Major issues such as waste management, environmental degradation and rising demand for food dominate the political agenda in the African country of Senegal. The Greening Plastics project exists at the intersection of these domains. The project contributes to a cleaner environment by offering a new application to former plastic waste: it is recycled into drip-irrigation systems. In turn, these systems make small and big farmers more ‘climate-proof’ by saving water and improving crop yields.
For Deltares the project offers the opportunity to pilot Passive Sampling in Africa. The technique is applied to monitor soil and water quality in locations where the recycled irrigation kits are in use. This is to make sure that no health or environmental risks will result from the application of recycled plastic in an agricultural environment. Because at the end of the day, it is recycled plastic, and it can contain additives such as stabilizers, fillers, plasticizers and colorants. Also, whatever the plastic may have contained in its previous life as a jerrycan for example, may still be found to leach out of the recycled version - pesticides, medicines, who knows what else and how much? This at least, were our fears, when we started with the project; and it was what we were warned for by persons working with plastics themselves. However, throughout the project, as we got in touch with other companies working on plastic recycling and sometimes applying it to similar solutions, it turned out that the dangers were far smaller than we had expected. Even the recycling process seems to be a lot safer than we had been warned for. But at the same time, these people told us: "it's a good thing that you're assessing this, because it hasn't been assessed. We will be interested to know your outcomes."

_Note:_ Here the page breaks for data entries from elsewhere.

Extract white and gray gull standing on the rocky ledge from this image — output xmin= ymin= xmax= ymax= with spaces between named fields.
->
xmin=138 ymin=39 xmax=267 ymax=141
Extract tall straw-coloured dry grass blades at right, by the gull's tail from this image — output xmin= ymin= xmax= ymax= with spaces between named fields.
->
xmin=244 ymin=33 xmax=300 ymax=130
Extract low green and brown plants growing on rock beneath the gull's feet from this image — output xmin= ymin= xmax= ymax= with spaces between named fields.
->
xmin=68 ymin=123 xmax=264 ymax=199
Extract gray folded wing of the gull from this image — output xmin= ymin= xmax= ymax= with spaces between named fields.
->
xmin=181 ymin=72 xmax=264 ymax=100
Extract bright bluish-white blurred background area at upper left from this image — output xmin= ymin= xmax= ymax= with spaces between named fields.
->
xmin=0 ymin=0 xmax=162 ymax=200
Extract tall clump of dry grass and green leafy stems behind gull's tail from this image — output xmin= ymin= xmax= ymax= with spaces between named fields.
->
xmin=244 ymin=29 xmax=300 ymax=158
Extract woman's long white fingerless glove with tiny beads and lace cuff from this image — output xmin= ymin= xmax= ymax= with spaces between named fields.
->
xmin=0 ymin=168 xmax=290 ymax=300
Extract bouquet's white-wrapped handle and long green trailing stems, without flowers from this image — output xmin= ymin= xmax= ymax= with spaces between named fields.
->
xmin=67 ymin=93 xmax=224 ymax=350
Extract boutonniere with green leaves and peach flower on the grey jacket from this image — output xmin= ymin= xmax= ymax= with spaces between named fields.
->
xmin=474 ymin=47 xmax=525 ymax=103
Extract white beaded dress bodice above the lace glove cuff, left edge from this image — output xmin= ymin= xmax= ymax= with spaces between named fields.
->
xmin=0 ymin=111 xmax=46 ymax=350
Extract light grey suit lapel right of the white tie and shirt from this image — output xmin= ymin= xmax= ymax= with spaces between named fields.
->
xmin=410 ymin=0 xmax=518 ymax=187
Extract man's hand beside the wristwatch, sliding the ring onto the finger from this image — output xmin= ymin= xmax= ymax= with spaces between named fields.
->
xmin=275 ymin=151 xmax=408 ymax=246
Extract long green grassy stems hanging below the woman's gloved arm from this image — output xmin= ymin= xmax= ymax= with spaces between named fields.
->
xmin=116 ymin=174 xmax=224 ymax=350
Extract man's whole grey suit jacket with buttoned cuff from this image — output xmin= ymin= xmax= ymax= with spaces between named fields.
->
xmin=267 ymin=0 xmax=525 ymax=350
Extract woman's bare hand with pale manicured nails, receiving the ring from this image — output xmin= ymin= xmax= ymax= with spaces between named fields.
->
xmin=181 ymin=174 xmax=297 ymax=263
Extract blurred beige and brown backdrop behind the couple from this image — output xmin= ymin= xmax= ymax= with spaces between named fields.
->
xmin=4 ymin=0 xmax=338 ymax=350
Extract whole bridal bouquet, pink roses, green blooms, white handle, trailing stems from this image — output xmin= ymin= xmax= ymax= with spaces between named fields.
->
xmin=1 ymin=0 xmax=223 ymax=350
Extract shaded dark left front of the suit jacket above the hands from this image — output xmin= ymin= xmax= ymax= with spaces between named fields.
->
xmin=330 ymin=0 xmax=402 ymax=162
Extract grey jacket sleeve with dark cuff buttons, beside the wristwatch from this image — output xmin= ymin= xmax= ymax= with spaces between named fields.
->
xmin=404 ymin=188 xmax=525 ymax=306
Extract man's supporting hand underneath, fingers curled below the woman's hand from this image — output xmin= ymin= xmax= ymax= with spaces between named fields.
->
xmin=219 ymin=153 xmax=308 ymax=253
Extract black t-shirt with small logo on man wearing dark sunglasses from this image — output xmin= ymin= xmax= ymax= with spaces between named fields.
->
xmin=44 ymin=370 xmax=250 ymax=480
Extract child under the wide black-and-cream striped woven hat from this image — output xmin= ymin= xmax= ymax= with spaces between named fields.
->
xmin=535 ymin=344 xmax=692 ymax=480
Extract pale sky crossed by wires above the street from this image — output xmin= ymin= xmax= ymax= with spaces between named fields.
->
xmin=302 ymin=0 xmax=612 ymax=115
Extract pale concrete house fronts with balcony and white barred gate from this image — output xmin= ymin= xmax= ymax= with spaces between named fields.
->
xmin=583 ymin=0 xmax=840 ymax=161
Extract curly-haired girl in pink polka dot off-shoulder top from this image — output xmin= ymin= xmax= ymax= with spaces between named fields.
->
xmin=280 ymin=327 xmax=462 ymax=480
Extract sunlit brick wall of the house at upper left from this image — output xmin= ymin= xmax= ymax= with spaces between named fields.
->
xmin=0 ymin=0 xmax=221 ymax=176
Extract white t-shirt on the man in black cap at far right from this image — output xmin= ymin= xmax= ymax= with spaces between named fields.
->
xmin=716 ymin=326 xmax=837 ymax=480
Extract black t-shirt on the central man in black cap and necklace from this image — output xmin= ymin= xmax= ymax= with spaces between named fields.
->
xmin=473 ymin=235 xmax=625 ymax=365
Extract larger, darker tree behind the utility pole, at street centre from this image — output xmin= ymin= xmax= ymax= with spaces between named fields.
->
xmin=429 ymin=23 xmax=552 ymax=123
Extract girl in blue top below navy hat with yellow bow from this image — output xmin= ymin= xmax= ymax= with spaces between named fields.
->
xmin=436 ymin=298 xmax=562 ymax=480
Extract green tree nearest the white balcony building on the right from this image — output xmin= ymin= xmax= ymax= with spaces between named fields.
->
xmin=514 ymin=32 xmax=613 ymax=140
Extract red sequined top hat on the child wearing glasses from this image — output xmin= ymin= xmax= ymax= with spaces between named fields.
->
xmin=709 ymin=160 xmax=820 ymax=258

Passive Sampling is a sampling method which has been applied extensively in scientific applications. As a commercial application however, it is less prevalent. Nonetheless, passive sampling is relatively easy to deploy, and can therefore be a cheaper and more interesting option than traditional sampling methods which require the transportation of large quantities of soil or water to the lab. Passive sampling namely only requires the movement of 6 credit-card-shaped rubber sheets to allow you to monitor hundreds of chemicals, medicines, pesticides and emerging compounds.

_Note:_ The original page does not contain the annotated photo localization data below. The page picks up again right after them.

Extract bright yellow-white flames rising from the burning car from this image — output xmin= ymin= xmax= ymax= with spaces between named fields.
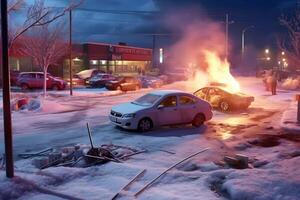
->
xmin=204 ymin=51 xmax=240 ymax=93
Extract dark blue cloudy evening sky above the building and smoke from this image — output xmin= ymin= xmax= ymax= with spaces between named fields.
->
xmin=23 ymin=0 xmax=297 ymax=48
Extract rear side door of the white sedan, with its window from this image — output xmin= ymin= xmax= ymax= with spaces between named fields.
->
xmin=178 ymin=95 xmax=197 ymax=123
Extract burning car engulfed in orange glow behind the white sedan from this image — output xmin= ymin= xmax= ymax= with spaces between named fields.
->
xmin=194 ymin=87 xmax=254 ymax=112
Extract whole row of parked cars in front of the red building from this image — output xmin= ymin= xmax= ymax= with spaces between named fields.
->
xmin=11 ymin=69 xmax=166 ymax=91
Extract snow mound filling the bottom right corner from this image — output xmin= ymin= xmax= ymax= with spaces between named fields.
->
xmin=222 ymin=157 xmax=300 ymax=200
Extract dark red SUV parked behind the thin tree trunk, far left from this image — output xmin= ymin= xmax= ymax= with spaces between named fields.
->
xmin=17 ymin=72 xmax=66 ymax=90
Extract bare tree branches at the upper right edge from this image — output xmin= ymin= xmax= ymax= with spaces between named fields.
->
xmin=277 ymin=4 xmax=300 ymax=69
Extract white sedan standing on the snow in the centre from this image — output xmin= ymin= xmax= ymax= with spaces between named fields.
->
xmin=109 ymin=90 xmax=213 ymax=131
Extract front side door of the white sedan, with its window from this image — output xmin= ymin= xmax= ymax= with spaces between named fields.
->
xmin=157 ymin=95 xmax=182 ymax=125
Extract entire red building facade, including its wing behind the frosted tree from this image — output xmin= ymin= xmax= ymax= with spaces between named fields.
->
xmin=10 ymin=43 xmax=152 ymax=78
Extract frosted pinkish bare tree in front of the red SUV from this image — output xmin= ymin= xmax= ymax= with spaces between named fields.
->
xmin=21 ymin=24 xmax=68 ymax=96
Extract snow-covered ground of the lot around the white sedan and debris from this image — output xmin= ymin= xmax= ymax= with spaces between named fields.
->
xmin=0 ymin=77 xmax=300 ymax=200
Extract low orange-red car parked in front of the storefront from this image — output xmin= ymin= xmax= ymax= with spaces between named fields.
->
xmin=105 ymin=76 xmax=142 ymax=91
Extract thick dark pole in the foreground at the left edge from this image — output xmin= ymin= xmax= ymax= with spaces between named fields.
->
xmin=1 ymin=0 xmax=14 ymax=178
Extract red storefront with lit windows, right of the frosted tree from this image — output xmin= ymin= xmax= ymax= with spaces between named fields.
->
xmin=64 ymin=43 xmax=152 ymax=77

The Greening Plastic Project is funded by ViaWater, a financing programme of the Dutch Ministry of Foreign Affairs for innovative solutions to problems with water in African cities; and by IUCN-NL's DAWCA, the Dutch Agro-Climate Alliance. The partners are an Italian NGO, Lvia, who have been working on waste management in Senegal for decades, and DMS, a local start-up that makes plastic products from recycled plastic.
In this pilot project solutions will be proposed which simultaneously interface with the waste, water and food sectors and strengthen the nexus between them. Therefore the project proposes an integrated approach to solve some of the most evident challenges faced by countries as Senegal.